During World War II, the Soviet army began a new military weapon against German tanks: trained dogs. The dogs would carry bombs over to the tanks, drop them, and run back to their Soviet trainers. The bombs would be detonated remotely, and the dog would be rewarded and sent off toward the next tank.
In theory, at least. What really happened was that the Russians, using short time periods and inexperienced trainers, were completely unable to teach the dogs to drop the heavy vests and return. Rather than give up on the idea, the Russians used an alternative plan: blow up the bomb (and the dog carrying it) when the dog got close enough to the enemy tank.

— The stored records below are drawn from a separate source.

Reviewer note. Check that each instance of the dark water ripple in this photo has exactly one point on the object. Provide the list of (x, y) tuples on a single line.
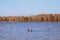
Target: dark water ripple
[(40, 31)]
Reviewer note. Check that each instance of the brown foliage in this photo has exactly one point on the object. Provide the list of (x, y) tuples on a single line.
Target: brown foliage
[(36, 18)]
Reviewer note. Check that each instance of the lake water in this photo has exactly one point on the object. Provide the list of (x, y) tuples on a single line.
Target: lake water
[(40, 31)]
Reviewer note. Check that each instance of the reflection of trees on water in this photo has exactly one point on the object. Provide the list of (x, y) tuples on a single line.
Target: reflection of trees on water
[(36, 18)]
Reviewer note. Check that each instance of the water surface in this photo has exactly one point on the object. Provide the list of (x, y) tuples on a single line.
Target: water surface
[(40, 31)]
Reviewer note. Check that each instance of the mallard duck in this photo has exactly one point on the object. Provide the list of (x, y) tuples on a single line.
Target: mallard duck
[(29, 30)]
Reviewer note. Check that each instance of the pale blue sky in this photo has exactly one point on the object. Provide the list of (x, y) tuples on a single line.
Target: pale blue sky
[(28, 7)]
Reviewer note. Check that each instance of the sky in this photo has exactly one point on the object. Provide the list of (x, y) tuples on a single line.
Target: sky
[(28, 7)]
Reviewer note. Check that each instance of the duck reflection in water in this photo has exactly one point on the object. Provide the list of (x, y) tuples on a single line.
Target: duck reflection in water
[(29, 30)]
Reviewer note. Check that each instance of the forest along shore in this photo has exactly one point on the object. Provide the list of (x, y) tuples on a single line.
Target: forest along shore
[(32, 18)]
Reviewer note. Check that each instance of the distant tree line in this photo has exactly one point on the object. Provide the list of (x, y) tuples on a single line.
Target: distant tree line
[(33, 18)]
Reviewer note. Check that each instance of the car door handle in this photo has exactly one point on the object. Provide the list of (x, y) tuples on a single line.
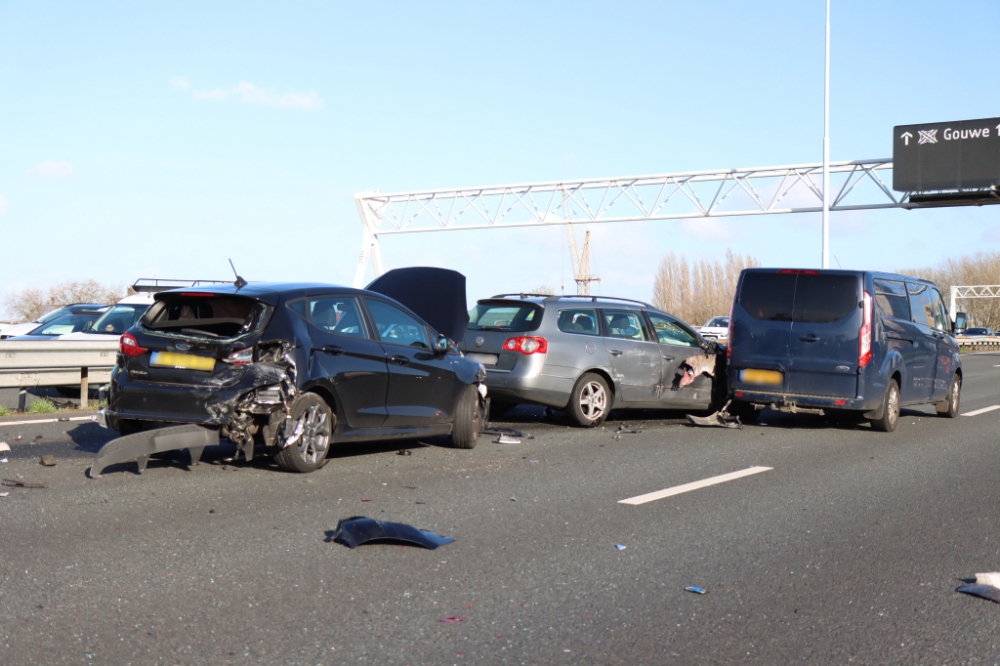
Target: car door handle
[(330, 349)]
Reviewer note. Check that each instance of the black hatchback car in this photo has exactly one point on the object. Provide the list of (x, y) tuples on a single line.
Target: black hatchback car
[(294, 367)]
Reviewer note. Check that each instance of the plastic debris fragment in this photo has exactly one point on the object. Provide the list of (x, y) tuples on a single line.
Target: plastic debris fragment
[(14, 483), (355, 531)]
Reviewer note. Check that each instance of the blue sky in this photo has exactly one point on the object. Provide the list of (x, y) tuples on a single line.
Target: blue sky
[(141, 139)]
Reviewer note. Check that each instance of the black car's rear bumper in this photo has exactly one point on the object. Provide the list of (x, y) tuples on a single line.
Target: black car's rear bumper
[(207, 405)]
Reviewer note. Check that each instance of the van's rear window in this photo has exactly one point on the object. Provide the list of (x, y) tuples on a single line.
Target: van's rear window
[(821, 299), (201, 316), (802, 297), (516, 317), (768, 296)]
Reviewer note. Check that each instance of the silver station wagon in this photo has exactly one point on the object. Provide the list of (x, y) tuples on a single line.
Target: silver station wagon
[(589, 355)]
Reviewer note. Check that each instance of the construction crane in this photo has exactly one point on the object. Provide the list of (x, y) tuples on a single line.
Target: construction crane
[(579, 257)]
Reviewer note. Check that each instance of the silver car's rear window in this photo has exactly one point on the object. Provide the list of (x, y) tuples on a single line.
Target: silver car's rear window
[(515, 317)]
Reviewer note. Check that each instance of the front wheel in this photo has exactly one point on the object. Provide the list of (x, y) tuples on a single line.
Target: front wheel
[(890, 409), (949, 408), (306, 439), (468, 419), (590, 401)]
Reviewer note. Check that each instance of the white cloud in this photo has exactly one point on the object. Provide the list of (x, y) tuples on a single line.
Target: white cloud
[(248, 93), (53, 168)]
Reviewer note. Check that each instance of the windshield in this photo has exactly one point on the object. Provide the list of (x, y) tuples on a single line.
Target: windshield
[(119, 319), (74, 323), (517, 317)]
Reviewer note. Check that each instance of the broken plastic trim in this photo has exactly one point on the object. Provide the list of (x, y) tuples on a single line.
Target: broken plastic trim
[(141, 445), (355, 531)]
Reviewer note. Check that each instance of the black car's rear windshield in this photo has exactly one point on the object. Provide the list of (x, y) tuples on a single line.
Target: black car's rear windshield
[(204, 315), (516, 317), (817, 298)]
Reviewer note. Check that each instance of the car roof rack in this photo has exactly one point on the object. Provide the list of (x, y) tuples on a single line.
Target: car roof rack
[(156, 285)]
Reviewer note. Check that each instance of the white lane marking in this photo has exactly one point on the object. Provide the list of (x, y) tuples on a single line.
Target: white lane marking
[(981, 411), (72, 418), (677, 490)]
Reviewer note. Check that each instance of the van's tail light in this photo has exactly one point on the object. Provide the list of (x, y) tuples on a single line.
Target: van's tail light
[(240, 357), (729, 338), (129, 346), (527, 345), (865, 335)]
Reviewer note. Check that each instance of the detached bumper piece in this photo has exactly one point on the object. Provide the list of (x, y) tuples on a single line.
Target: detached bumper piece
[(141, 445), (358, 530)]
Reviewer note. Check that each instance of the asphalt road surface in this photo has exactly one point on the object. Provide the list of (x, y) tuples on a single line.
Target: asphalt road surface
[(848, 550)]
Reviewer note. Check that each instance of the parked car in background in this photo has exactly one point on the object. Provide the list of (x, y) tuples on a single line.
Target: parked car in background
[(78, 322), (716, 328), (840, 341), (589, 355), (298, 367), (27, 327)]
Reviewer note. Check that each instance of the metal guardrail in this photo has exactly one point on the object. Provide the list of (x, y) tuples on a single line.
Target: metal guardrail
[(30, 364), (979, 343)]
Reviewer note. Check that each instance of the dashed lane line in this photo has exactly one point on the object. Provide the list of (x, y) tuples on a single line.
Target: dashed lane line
[(695, 485), (34, 421), (981, 411)]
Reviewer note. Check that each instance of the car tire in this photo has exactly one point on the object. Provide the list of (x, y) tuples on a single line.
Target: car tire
[(949, 408), (313, 421), (746, 412), (468, 419), (890, 409), (590, 401)]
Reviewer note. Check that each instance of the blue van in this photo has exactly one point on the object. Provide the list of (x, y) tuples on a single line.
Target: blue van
[(828, 341)]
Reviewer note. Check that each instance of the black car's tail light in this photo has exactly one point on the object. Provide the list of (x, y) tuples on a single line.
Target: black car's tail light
[(527, 345), (129, 346)]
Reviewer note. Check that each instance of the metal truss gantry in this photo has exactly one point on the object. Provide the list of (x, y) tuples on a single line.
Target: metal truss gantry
[(697, 194), (973, 291)]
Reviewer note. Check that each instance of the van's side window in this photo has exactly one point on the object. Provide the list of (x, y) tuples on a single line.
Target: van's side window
[(890, 296), (925, 304)]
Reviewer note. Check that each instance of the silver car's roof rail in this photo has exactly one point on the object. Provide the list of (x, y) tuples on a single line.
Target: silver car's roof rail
[(155, 285)]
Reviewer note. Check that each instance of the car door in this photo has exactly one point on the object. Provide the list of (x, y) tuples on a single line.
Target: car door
[(346, 354), (923, 314), (423, 388), (634, 356), (947, 349), (677, 344)]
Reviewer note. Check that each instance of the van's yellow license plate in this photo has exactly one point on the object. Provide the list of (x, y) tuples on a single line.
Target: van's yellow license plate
[(185, 361), (762, 377)]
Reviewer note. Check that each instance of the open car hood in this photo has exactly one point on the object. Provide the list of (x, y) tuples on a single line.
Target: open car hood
[(436, 295)]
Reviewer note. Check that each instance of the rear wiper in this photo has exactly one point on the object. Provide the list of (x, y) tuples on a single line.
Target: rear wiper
[(195, 331)]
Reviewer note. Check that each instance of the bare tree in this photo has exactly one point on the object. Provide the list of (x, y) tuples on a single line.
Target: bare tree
[(31, 303), (977, 269), (701, 291)]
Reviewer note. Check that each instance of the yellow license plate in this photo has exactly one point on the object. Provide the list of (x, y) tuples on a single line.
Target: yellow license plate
[(186, 361), (763, 377)]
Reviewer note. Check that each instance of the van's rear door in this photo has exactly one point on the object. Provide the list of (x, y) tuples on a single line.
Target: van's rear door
[(762, 327), (825, 327)]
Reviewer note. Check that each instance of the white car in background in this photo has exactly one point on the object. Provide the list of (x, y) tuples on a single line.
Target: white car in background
[(717, 328)]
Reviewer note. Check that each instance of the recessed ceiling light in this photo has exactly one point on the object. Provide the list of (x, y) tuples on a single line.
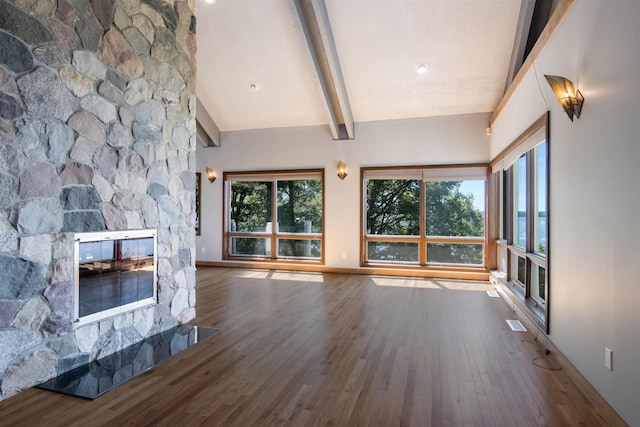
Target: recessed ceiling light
[(421, 68)]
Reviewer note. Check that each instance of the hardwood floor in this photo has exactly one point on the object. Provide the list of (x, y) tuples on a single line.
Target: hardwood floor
[(329, 349)]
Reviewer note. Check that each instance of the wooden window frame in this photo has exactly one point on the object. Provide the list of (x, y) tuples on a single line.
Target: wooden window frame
[(403, 172), (504, 208), (274, 176)]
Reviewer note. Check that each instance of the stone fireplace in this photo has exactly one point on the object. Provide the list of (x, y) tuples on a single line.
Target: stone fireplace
[(97, 134), (114, 273)]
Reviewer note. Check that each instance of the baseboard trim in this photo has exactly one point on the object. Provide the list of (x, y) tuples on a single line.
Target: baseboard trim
[(378, 271), (525, 316)]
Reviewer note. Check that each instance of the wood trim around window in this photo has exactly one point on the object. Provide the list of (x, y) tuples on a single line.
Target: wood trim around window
[(453, 271), (257, 261)]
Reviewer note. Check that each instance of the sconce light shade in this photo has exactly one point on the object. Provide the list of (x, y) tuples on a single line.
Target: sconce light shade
[(211, 174), (570, 98), (342, 170)]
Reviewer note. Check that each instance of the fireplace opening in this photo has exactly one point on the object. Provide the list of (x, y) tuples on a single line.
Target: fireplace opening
[(115, 272)]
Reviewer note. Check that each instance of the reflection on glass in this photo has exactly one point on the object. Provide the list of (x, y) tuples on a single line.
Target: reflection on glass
[(393, 251), (455, 253), (540, 226), (114, 273), (300, 206), (521, 201), (250, 246), (537, 283), (452, 211), (290, 248), (393, 207), (250, 206), (518, 268)]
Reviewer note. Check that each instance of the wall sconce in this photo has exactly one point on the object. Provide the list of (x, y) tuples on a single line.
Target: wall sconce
[(570, 98), (211, 174), (342, 170)]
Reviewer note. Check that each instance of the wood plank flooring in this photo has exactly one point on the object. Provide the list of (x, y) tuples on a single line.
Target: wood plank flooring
[(330, 349)]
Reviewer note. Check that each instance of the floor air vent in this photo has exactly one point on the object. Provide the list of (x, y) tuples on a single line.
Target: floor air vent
[(515, 325)]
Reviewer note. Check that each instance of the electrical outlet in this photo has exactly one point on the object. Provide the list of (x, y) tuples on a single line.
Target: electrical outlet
[(607, 358)]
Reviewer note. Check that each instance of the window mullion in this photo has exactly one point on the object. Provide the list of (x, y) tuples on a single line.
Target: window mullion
[(422, 227), (274, 218)]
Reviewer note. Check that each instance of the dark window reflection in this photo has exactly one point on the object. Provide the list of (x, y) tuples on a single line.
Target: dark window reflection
[(113, 273)]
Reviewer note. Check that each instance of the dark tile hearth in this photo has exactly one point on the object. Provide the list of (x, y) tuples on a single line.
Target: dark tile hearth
[(100, 376)]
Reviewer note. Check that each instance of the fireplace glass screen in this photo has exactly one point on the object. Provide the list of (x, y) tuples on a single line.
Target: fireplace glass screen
[(116, 272)]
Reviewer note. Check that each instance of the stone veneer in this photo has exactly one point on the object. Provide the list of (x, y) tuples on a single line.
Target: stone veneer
[(97, 132)]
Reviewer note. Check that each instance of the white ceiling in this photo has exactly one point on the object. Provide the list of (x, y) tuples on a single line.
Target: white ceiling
[(467, 45)]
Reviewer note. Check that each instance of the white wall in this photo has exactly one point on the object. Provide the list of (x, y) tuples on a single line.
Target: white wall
[(440, 140), (595, 192)]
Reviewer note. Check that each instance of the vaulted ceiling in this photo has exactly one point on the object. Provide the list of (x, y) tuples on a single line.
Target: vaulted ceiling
[(259, 64)]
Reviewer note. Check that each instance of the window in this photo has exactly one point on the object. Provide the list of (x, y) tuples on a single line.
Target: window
[(523, 185), (274, 215), (424, 217)]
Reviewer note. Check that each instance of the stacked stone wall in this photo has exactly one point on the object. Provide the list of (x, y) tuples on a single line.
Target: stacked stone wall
[(97, 132)]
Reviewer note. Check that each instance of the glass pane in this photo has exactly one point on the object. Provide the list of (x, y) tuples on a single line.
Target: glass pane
[(393, 251), (455, 208), (250, 246), (300, 206), (455, 253), (250, 206), (518, 268), (393, 207), (537, 284), (289, 248), (520, 201), (540, 242), (113, 273)]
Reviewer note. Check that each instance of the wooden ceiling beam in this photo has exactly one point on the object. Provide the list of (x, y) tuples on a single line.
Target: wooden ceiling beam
[(317, 30)]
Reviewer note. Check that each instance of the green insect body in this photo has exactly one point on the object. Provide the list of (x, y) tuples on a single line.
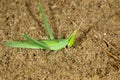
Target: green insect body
[(49, 44)]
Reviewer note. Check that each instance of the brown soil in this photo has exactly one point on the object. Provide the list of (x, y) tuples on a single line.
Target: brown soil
[(95, 55)]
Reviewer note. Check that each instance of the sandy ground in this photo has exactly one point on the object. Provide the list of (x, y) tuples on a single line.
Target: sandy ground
[(95, 55)]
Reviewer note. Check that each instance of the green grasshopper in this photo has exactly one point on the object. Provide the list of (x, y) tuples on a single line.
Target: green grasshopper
[(49, 44)]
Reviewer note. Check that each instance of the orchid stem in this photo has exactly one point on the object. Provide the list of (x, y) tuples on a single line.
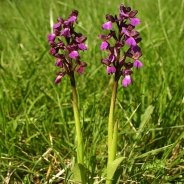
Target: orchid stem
[(80, 145)]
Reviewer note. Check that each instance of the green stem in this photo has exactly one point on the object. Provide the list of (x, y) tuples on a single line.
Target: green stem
[(112, 152), (80, 146)]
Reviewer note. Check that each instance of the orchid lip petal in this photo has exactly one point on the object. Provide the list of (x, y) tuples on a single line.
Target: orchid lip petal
[(137, 64), (73, 54), (126, 81), (110, 69), (131, 42), (135, 21), (104, 45), (82, 46), (107, 25)]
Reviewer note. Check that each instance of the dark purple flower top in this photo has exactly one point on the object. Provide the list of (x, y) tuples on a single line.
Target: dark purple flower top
[(126, 35), (65, 44)]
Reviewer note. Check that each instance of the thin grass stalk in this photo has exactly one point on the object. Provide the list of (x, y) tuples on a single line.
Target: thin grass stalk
[(80, 145)]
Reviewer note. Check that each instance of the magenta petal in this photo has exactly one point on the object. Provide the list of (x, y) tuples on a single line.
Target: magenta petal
[(80, 70), (59, 63), (82, 46), (104, 45), (51, 37), (126, 81), (137, 64), (72, 19), (110, 69), (57, 26), (131, 42), (73, 54), (135, 21), (58, 79), (66, 32), (107, 25), (125, 31)]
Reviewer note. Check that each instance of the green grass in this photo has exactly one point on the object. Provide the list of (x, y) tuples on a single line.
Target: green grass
[(36, 116)]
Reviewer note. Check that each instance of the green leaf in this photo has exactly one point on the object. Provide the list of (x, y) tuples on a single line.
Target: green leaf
[(80, 173), (112, 175)]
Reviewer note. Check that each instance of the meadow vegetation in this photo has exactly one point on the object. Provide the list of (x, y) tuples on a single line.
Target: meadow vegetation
[(36, 117)]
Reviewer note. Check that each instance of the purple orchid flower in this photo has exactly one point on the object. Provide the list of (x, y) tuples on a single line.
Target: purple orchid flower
[(127, 35)]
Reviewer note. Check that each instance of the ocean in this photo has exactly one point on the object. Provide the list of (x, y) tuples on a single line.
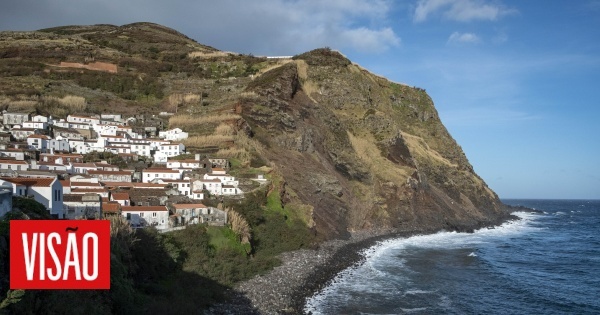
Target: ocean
[(546, 263)]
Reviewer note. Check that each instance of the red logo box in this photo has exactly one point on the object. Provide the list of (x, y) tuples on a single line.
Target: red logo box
[(60, 254)]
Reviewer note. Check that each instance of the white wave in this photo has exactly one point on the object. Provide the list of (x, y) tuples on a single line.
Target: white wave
[(413, 310), (417, 291), (371, 276)]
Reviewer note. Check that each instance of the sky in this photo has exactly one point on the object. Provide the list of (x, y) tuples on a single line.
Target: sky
[(515, 82)]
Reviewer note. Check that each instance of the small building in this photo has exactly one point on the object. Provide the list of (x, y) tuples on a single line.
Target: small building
[(121, 198), (189, 213), (39, 142), (82, 206), (47, 191), (11, 119), (111, 176), (110, 209), (173, 134), (6, 193), (151, 174), (141, 216)]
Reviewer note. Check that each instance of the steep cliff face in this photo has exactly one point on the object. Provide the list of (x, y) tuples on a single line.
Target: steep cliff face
[(351, 150), (364, 152)]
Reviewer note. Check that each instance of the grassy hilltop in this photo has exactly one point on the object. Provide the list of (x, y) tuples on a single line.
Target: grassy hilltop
[(345, 150)]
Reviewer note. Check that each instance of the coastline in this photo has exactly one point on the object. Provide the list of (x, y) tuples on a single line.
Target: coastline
[(285, 289)]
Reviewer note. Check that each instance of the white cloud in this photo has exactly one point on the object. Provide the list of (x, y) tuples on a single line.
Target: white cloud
[(468, 38), (267, 27), (368, 40), (461, 10)]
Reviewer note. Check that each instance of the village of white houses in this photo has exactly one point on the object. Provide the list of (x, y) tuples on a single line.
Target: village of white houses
[(68, 165)]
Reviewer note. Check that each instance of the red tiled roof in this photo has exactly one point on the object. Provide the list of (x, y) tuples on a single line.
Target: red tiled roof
[(216, 180), (183, 161), (97, 172), (36, 182), (143, 208), (128, 184), (86, 190), (188, 206), (13, 162), (84, 165), (120, 196), (112, 207)]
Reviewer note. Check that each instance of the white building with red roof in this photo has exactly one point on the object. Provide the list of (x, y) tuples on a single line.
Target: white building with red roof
[(47, 191), (14, 165), (140, 216), (150, 174)]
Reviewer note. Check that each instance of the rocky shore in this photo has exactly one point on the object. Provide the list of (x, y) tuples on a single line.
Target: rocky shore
[(284, 289)]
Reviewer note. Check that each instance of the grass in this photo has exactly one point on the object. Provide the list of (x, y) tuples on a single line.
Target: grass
[(224, 238), (183, 121), (419, 147), (206, 141), (371, 156)]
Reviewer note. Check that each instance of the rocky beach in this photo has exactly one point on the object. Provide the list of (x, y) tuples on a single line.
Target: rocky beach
[(302, 273), (285, 289)]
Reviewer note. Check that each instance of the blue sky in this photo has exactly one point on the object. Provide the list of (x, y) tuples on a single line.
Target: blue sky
[(515, 82)]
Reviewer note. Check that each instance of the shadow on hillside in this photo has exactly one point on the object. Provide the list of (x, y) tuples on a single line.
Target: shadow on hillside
[(146, 278)]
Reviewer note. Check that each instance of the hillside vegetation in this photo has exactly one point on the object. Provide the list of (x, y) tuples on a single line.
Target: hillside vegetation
[(344, 150)]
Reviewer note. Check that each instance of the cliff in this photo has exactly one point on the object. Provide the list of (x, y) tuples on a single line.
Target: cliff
[(364, 152), (346, 150)]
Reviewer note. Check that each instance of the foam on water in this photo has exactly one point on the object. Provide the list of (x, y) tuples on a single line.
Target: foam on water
[(372, 277)]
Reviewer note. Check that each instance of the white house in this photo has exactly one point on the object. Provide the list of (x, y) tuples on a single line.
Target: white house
[(82, 206), (219, 173), (141, 148), (121, 198), (165, 151), (59, 144), (22, 133), (213, 186), (5, 199), (183, 186), (14, 118), (117, 149), (39, 142), (83, 168), (105, 130), (189, 213), (52, 166), (35, 125), (139, 216), (153, 173), (173, 134), (187, 164), (230, 190), (16, 154), (111, 176), (87, 120), (47, 191), (198, 194), (14, 165)]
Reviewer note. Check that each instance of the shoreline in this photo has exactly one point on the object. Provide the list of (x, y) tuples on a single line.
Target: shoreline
[(304, 272)]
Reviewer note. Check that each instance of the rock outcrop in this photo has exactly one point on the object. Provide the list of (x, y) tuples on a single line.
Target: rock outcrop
[(365, 153)]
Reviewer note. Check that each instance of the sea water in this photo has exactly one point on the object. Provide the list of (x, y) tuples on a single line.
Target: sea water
[(546, 263)]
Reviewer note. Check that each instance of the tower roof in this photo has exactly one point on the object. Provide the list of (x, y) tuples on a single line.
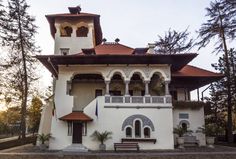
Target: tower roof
[(74, 16)]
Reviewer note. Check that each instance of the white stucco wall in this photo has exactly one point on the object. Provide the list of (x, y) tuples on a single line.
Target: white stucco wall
[(64, 104), (196, 119), (111, 119), (84, 93)]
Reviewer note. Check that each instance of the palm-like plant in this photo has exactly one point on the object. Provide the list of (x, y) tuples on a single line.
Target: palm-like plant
[(44, 137), (101, 137)]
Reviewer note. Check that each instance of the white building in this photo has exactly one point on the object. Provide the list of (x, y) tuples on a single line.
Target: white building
[(137, 95)]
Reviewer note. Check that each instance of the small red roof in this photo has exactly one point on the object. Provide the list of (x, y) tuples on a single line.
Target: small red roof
[(192, 71), (71, 15), (76, 116)]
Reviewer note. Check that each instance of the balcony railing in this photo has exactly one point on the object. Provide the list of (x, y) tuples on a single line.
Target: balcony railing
[(139, 99)]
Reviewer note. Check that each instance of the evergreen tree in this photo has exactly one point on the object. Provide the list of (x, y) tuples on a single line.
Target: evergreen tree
[(18, 36), (219, 27), (174, 42)]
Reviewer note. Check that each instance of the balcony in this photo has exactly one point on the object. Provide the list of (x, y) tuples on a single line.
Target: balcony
[(138, 101), (188, 104)]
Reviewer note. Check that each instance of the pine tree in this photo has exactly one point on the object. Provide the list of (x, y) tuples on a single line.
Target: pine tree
[(219, 26), (174, 42), (18, 36)]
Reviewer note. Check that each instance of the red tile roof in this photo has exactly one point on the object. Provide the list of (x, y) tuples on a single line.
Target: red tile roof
[(192, 71), (113, 48), (72, 15), (76, 116), (98, 31)]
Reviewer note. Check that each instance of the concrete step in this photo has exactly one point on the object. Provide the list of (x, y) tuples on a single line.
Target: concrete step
[(75, 148)]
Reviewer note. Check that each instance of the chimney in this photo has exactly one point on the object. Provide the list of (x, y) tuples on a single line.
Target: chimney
[(74, 10), (151, 47)]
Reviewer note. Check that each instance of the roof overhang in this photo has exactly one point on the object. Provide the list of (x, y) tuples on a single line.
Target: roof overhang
[(96, 18), (192, 77), (176, 61), (76, 116)]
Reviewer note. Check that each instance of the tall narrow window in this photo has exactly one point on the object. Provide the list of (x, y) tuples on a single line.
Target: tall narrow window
[(146, 132), (66, 31), (84, 129), (82, 32), (70, 130), (98, 92), (184, 126), (137, 127), (128, 132)]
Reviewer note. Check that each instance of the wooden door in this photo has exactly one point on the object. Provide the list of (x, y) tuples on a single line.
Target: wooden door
[(77, 132)]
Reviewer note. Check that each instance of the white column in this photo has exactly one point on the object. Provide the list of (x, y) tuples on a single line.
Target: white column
[(107, 87), (147, 88), (167, 92), (127, 88)]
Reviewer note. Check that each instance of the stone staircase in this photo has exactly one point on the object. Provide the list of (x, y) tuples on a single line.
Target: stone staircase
[(75, 148)]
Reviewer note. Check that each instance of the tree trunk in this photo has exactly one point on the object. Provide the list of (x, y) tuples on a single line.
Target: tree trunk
[(25, 80), (229, 96)]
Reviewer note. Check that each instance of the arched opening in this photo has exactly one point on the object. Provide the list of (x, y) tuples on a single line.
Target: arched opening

The effort eventually proved successful (although not for the dogs), turning the tide of some battles late in the war. Initially, however, the results were far less positive.
Out of the first thirty “suicide dogs” sent to the Russian front lines, only four of them successfully detonated closely enough to a tank to disable it. The others were shot as they approached, or detonated too far away from the tank as they ran beside it.
Those four tanks might have been deemed a success worth losing thirty dogs, though, had it not been for the other factor. Of the thirty, six of those dogs returned to the trenches, exploding among the Russian trainers and the troops with whom they were stationed.
Question of the night: what’s your favorite dog video or meme?